Adapting to climate change
Climate Change Adaptation Plan
Our Climate Change Adaptation Plan is a strategic approach for managing our climate risks.
Adaptation can include a wide range of different actions to protect people from climate risk - from rain gardens to cooling systems.
The plan aims to ensure we can provide:
- Efficient and reliable walking, cycling and public transport services
- An outstanding customer experience
- An accessible, affordable and financially sustainable network
Flooding, storms and heatwaves across the Capital in recent years have caused safety incidents, damage to Londoners' health, widespread disruption and delays to our network, as well as financial challenges.
Climate change means that these kind of severe weather events are becoming more frequent and more intense. This will:
- Affect the safety and wellbeing of our staff and customers
- Affect the reliability and frequency of services
- Increase our operational costs
What are we already doing?
We've historically been able to recover quickly from severe weather events like floods and heatwaves - this is known as resilience.
As climate change increases however, the intensity and frequency of extreme weather events will also increase.
We need to adapt our transport system to stay resilient create a more attractive, nature-rich, liveable city with stronger communities.
July heat causes service closures and delays:
- Customers and staff taken ill
- Speed restrictions on Tube and rail
- £8m loss of revenue
- Construction work suspended
- Points, signalling and track circuit failures
We have a consistent and structured approach to the management of extreme weather events. This involves using forecasting tools, risk assessments and adverse weather plans.
To give our customers the best service we work collaboratively with a range of stakeholders to:
- Manage risks
- Update operational procedures
- Tell customers about changes during weather disruption
- Repair damage quickly after extreme weather events
Improving our understanding of climate risk
We're continually improving our understanding of climate risk through our Adaptation Reporting Power, Task Force on Climate-related Financial Disclosures (TFCD) reporting and our research programme.
Adaptation Reporting Power
We regularly submit a report to the Department for Environment, Food and Rural Affairs under the voluntary Adaptation Reporting Power, including a comprehensive Asset Climate Risk Assessment.
This report sets out how we manage climate risk governance, strategy and assessment. It focuses on the main climate risks facing London including precipitation, temperatures and storm and wind events.
Our most recent report (March 2022) includes our most detailed assessment yet of the current and future predicted effects of climate change on our infrastructure, colleagues and customers.
The climate risk assessment results were used as a baseline for our adaptation plan. It sets out how we are managing, and will continue to reduce, climate risks to people and our infrastructure.
Task Force on Climate-related Financial Disclosures (TCFD)

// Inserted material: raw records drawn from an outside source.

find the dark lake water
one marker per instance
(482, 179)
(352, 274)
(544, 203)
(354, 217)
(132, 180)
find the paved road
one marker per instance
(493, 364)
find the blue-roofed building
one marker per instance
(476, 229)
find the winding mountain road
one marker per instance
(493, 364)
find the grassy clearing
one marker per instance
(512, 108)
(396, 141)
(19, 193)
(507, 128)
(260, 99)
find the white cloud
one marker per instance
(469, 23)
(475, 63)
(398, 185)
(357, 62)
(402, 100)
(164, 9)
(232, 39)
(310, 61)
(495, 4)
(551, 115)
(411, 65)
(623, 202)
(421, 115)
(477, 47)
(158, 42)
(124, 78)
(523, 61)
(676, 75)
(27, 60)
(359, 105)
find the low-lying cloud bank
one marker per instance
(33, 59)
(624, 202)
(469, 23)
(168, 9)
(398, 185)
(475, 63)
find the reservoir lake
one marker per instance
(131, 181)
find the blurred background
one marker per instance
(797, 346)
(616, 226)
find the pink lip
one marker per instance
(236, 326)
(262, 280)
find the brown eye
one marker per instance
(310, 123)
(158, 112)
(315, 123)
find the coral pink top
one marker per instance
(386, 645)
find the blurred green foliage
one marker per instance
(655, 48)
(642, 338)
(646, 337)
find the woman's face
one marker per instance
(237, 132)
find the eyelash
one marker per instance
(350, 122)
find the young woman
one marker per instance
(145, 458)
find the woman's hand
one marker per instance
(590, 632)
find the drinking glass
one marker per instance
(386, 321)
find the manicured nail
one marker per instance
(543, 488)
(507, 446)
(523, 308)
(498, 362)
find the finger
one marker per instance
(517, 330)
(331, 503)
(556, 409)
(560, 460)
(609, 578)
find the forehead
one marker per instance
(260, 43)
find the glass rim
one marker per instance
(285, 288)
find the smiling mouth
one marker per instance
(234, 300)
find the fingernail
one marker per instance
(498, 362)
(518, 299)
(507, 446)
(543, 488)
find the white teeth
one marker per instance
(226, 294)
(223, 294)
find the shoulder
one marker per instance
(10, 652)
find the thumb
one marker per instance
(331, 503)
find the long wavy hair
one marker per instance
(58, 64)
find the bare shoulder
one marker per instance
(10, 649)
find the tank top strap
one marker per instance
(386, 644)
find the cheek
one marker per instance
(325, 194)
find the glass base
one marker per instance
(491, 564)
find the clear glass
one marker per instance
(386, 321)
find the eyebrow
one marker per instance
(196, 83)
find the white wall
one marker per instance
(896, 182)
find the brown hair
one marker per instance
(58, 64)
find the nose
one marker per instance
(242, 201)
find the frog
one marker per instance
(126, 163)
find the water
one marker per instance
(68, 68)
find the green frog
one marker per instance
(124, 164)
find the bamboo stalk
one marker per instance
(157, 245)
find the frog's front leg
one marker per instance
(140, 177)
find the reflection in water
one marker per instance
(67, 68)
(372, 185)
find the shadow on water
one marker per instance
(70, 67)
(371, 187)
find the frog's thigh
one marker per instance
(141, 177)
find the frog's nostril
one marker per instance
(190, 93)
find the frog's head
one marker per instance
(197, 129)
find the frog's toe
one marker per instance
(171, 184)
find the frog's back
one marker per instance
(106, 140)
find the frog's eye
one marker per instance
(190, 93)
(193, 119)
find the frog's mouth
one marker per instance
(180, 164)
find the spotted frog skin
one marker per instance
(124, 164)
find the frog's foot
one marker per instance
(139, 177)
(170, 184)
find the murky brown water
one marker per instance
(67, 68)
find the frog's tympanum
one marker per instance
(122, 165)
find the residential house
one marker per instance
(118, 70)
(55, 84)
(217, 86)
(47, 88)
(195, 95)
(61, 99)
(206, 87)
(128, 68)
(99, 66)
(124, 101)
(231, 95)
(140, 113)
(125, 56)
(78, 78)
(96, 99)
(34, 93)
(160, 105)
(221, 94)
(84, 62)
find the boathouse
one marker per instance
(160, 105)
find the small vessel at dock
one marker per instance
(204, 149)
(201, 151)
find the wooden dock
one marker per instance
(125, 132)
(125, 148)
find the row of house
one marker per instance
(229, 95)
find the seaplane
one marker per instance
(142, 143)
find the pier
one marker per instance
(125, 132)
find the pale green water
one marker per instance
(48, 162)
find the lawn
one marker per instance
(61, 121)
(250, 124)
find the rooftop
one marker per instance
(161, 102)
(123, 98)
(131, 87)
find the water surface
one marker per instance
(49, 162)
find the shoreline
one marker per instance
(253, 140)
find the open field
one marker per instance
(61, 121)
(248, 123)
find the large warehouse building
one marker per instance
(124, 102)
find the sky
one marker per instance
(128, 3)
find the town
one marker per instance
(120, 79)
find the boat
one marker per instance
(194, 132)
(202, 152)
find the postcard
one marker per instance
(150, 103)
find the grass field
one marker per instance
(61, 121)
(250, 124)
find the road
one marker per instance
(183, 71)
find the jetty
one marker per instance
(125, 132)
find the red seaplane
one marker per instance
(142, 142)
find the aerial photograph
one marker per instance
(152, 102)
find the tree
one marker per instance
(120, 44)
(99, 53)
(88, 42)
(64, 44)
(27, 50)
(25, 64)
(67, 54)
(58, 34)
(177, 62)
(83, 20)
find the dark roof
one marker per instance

The TCFD is a framework which can be used by companies to report how climate change will affect their business. This includes both physical (impacts from climate change) and transitional risks (transition to net zero).
We made our first disclosure in our 2021/22 Annual Report. This included high-level qualitative information regarding our physical climate risks, as well as the risks and opportunities of transitioning to a low- carbon world.
We have a dedicated research programme to better understand how severe weather and climate change affect us. The research programme started in 2018 in response to the Mayor's Transport Strategy's commitments on climate change adaptation and resilience.
Most of our research projects are collaborations with other organisations, such as universities. The nature of these projects means that results can take several years to become available. Examples of our published research include:
- London's Strategic SuDs pilot study - piloting, modelling and monitoring the benefits of SuDS
- The impact of heat on London Underground delays
- Improving estimation of future rates of deterioration that might lead to failure in transport infrastructure slopes - from the ACHILLES research consortium
Other projects are related to adaptation but are not a part of the dedicated research programme. For example, we are developing a natural capital account and exploring how to embed natural capital accounting into decision-making and relevant processes.
- Find out more about SuDs and natural capital account on the Enhancing our green infrastructure page
We're constantly improving our research and evidence base to better understand climate risks and how to manage them.